The influence of chest tube size and position in primary spontaneous pneumothorax

Authors: Sara S. Riber, Lars P. S. Riber, Winnie H. Olesen, Peter B. Licht


Background: Optimal chest tube position in the pleural cavity is largely unexplored for the treatment of primary spontaneous pneumothorax (PSP). We investigated whether type, size and position of chest tubes influenced duration of treatment for PSP.

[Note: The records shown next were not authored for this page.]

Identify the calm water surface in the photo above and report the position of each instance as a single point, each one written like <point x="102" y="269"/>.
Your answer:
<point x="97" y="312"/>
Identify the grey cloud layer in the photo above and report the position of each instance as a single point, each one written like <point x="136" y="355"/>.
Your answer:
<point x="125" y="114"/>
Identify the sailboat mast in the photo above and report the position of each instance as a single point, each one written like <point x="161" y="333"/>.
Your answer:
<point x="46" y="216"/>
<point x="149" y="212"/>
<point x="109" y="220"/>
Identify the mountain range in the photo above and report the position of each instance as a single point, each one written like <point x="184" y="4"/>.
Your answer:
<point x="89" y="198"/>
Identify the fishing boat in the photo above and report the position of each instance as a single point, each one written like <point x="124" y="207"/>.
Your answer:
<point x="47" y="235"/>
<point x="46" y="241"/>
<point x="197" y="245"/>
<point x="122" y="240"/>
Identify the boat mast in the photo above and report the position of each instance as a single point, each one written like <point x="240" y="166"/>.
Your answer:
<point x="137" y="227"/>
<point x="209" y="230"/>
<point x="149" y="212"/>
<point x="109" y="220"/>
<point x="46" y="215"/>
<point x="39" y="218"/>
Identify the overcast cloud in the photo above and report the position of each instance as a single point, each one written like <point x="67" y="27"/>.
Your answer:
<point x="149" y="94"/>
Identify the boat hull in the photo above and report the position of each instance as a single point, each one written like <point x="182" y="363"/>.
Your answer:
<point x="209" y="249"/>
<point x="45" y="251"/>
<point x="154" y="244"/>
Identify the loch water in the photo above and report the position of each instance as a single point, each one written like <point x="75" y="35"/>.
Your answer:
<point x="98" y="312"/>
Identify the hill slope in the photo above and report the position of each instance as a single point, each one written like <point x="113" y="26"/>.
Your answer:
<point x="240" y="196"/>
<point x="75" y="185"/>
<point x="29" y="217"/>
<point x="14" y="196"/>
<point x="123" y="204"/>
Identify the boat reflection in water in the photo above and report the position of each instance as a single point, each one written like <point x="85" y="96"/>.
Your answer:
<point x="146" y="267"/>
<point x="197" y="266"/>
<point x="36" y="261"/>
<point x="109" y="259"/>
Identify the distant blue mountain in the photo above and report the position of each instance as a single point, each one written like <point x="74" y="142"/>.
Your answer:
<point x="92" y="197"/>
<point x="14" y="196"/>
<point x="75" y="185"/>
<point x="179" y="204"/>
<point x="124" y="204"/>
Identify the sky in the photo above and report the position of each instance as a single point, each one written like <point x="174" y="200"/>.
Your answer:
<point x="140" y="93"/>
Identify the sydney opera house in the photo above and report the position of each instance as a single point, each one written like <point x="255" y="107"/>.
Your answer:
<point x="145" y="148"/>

Methods: A retrospective follow-up study of all patients admitted with PSP over a 5-year period. Traumatic, iatrogenic and secondary pneumothoraxes were excluded. Gender, age, smoking habits, type and size of chest tube used (pigtail catheter or surgical chest tube) were recorded from the patients’ charts. All chest X-rays upon admittance and immediately following chest tube placement were retrieved and re-evaluated for size of pneumothorax (categorized into five groups) and location of the chest tube tip (categorized as upper, middle or lower third of the pleural cavity). All data were analysed in a Cox proportional hazards regression model.
Results: We identified 134 patients with PSP. Baseline characteristics were similar for patients treated with surgical chest tubes and pigtail catheters. Chest tube duration was not significantly influenced by position of the chest tube tip, but was significantly longer in females (P<0.01), patients <30 years (P=0.01), larger pneumothoraxes (P<0.01), use of surgical chest tubes (P=0.03) and a history of previous pneumothorax (P=0.04).
Conclusions: Contrary to common belief and guidelines recommendation the position of a chest tube in the pleural cavity did not significantly influence chest tube duration, but it was significantly longer in patients who were treated with a surgical chest tube.